Is the 80% rule real or just passed down across decades like other “x% free” rules? Those waste enormous amounts of resources on modern systems and I kind of doubt ZFS actually needs a dozen terabytes or more of free space in order to not shit the bed. Just like Linux doesn’t actually need >100 GB of free memory to work properly.

atmosx 5 hours ago

Once a month is fine ("/etc/cron.monthly/zfs-scrub"):

    #!/bin/bash
    #
    # ZFS scrub script for monthly maintenance
    # Place in /etc/cron.monthly/zfs-scrub
    
    POOL="storage"
    TAG="zfs-scrub"
    
    # Log start
    logger -t "$TAG" -p user.notice "Starting ZFS scrub on pool: $POOL"
    
    # Run the scrub
    if /sbin/zpool scrub "$POOL"; then
        logger -t "$TAG" -p user.notice "ZFS scrub initiated successfully on pool: $POOL"
    else
        logger -t "$TAG" -p user.err "Failed to start ZFS scrub on pool: $POOL"
        exit 1
    fi
    
    exit 0

[-]

k_bx 3 hours ago

Didn't know about the logger script, looks nice. Can it wrap the launch of the scrub itself so that it logs like logger too, or do you separately track its stdout/stderr when something happens?

update: figured how you can improve that call to add logs to logger

[-]

nubinetwork 24 minutes ago

Scrub doesn't log anything by default, you run it and it returns quickly... you have to get the results out of zpool status or through zed.

chungy 4 hours ago

That script might do with the "-w" parameter passed to scrub. Then "zpool scrub" won't return until the scrub is finished.

ssl-3 6 hours ago

The cost of a scrub is just a flurry of disk reads and a reduction in performance during a scrub.

If this cost is affordable on a daily basis, then do a scrub daily. If it's only affordable less often, then do it less often.

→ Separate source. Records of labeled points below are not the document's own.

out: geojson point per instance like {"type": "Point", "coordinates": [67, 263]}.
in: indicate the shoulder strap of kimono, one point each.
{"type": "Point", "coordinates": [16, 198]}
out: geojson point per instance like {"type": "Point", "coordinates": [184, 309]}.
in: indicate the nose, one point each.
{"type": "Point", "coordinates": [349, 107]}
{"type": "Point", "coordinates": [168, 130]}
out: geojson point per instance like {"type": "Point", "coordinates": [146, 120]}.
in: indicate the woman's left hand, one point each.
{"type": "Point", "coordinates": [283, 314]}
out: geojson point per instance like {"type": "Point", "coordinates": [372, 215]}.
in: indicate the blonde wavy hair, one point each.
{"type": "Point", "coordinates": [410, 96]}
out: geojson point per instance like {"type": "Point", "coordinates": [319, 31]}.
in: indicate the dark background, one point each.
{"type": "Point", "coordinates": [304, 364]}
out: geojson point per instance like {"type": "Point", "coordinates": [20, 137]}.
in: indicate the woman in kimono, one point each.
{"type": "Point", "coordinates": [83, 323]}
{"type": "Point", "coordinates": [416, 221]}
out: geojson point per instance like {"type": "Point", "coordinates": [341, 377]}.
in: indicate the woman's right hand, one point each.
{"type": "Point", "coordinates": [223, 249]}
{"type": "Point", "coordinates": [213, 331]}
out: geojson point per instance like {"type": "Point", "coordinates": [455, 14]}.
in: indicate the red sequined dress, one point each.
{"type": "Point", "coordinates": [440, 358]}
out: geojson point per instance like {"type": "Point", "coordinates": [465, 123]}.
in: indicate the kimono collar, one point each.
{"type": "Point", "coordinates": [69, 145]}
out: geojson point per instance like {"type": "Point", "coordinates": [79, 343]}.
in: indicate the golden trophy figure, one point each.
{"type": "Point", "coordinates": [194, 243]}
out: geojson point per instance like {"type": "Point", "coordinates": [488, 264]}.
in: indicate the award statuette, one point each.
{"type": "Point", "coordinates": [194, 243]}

(Whatever the case: It's not like a scrub causes any harm to the hardware or the data. It can run as frequently as you elect to tolerate.)

[-]

agapon 3 hours ago

With HDDs, it's also mechanical wear and increased chance of a failure. SSDs are not fully immune to increased load either.

[-]

ssl-3 3 hours ago

Is there any evidence that suggests that reading from a hard drive (instead of it just spinning idle) increases physical wear in any meaningful way? Likewise, is there any evidence of this for solid-state storage?

[-]

rcxdude an hour ago

Yes. Hard drives have published "Annualized Workload Rate" ratings, which are in TB/year, and the manufacturers state there is no difference between reads and writes for the purpose of this rating.

(https://www.toshiba-storage.com/trends-technology/mttf-what-...)

For SSDs, writes matter a lot more. Reads may increase the temperature of the drive, so they'll have some effect, but I don't think I've seen a read endurance rating for an SSD.

nubinetwork 6 hours ago

Total pool size and speed. Less data scrubs faster, as do faster disks or disk topology (a 3 way stripe of nvme will scrub faster than a single sata ssd)

For what its worth, I scrub daily mostly because I can. It's completely overkill, but if it only takes half an hour, then it can run in the middle of the night while I'm sleeping.